Stephen Jarislowsky, a former director of SNC-Lavalin Group Inc. and a long-time advocate of corporate governance in Canada, is calling on the Quebec company to get the blessing of its shareholders before selling most of its stake in the Highway 407 toll road outside Toronto.
SNC said earlier this month it will sell 10 per cent of the 407 to the Ontario Municipal Employees Retirement System (OMERS) for $3-billion, plus a potential $250-million extra payable when certain milestones are met. SNC owns 16.8 per cent of the 407, with Ferrovial SA and the Canada Pension Plan Investment Board holding the rest.

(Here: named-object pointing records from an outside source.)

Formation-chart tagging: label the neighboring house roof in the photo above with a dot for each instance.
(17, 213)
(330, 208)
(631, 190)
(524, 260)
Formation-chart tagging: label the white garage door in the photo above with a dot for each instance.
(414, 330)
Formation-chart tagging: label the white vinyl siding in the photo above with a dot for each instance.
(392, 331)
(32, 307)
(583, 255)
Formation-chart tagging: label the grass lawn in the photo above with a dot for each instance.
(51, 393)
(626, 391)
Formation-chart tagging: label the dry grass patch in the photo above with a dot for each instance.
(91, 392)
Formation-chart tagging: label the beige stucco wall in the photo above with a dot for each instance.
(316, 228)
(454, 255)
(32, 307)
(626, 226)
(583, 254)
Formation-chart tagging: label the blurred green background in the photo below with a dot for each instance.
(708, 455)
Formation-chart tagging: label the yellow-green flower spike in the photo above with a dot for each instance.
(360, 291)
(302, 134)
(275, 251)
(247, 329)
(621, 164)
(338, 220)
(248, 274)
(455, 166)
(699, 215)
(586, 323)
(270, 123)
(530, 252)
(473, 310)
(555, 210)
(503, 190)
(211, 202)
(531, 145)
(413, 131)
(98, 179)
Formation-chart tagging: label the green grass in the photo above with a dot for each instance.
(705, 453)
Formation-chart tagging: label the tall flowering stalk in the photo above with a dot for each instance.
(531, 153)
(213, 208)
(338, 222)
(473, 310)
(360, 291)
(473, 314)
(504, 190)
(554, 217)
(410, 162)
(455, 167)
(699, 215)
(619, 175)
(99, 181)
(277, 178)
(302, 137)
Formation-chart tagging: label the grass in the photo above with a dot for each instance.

Mr. Jarislowsky’s comments come in a “personal note” in the latest e-mail newsletter from the Canadian Foundation for Advancement of Investor Rights, an investor-advocacy group that he helped found and to which he contributed $2-million in seed money. Mr. Jarislowsky continues to sit on the board as the group struggles for additional funding.
"Selling Capital assets is very much in the ordinary course of our business,” SNC spokesman Nicolas Ryan said in a statement Tuesday morning. “The potential sale of a portion of [the 407] has been publicly disclosed every time it was considered,” SNC said, including the first disclosure on Aug. 2 of last year.
Mr. Jarislowsky acknowledges SNC is allowed to make the sale without a vote. The Toronto Stock Exchange requires a shareholder vote when a listed company plans to dispose of businesses that represent 50 per cent or more of its assets, as measured on the balance sheet, or various other measures including revenue or management time. Estimated market value, however, is not one of the criteria. And Mr. Jarislowsky points to the 407′s outsized role in SNC’s current market value, estimating it represents 80 per cent of SNC’s current $5.8-billion market capitalization.
He says shareholders are giving little value to the company’s engineering business, which would remain after the 407 sale. He said “it will be a Herculean task to rebuild SNC-Lavalin Engineering” and “the shareholders may end up with next to no value” if the sale proceeds.
“The Board’s decision regarding the 407 in my opinion lacks ethics and goes counter to fiduciary exercise of responsibility,” he wrote. “At the very least in this case, a free vote by the shareholders should be mandatory before the 10 per cent sale of the 407 is permitted even if current law permits it.”
SNC’s 407 stake “is one of the finest investments that I know, as it is quasi government-guaranteed, plus enjoys the full growth of the traffic around Toronto ... the asset has the quality of a government bond, plus profits from the growth of the transportation revenues as the traffic on the road increases, or as the road is widened or expanded.” Mr. Jarislowsky estimates the value of the 407 investment can double in 10 years.
Mr. Jarislowsky is also exercised about the failure to provide a deferred prosecution agreement to SNC. The company faces charges of bribery and fraud related to business dealings in Libya from 2001 to 2011. Federal prosecutors have so far declined to invite the company to negotiate a settlement on those charges to avoid a lengthy trial.
As Mr. Jarislowsky describes the aftermath: “In recent months, the company has claimed political centre stage in Ottawa due to the government’s ineptness ... SNC-Lavalin was ordered to face criminal charges by a minister with good intentions, yet little experience. To date, this error has not been reversed, a situation I have difficulty understanding.”
“SNC-Lavalin appreciates Mr. Jarislowsky’s remarks on the appropriateness of a remediation agreement in the circumstances of our company,” Mr. Ryan said in the statement.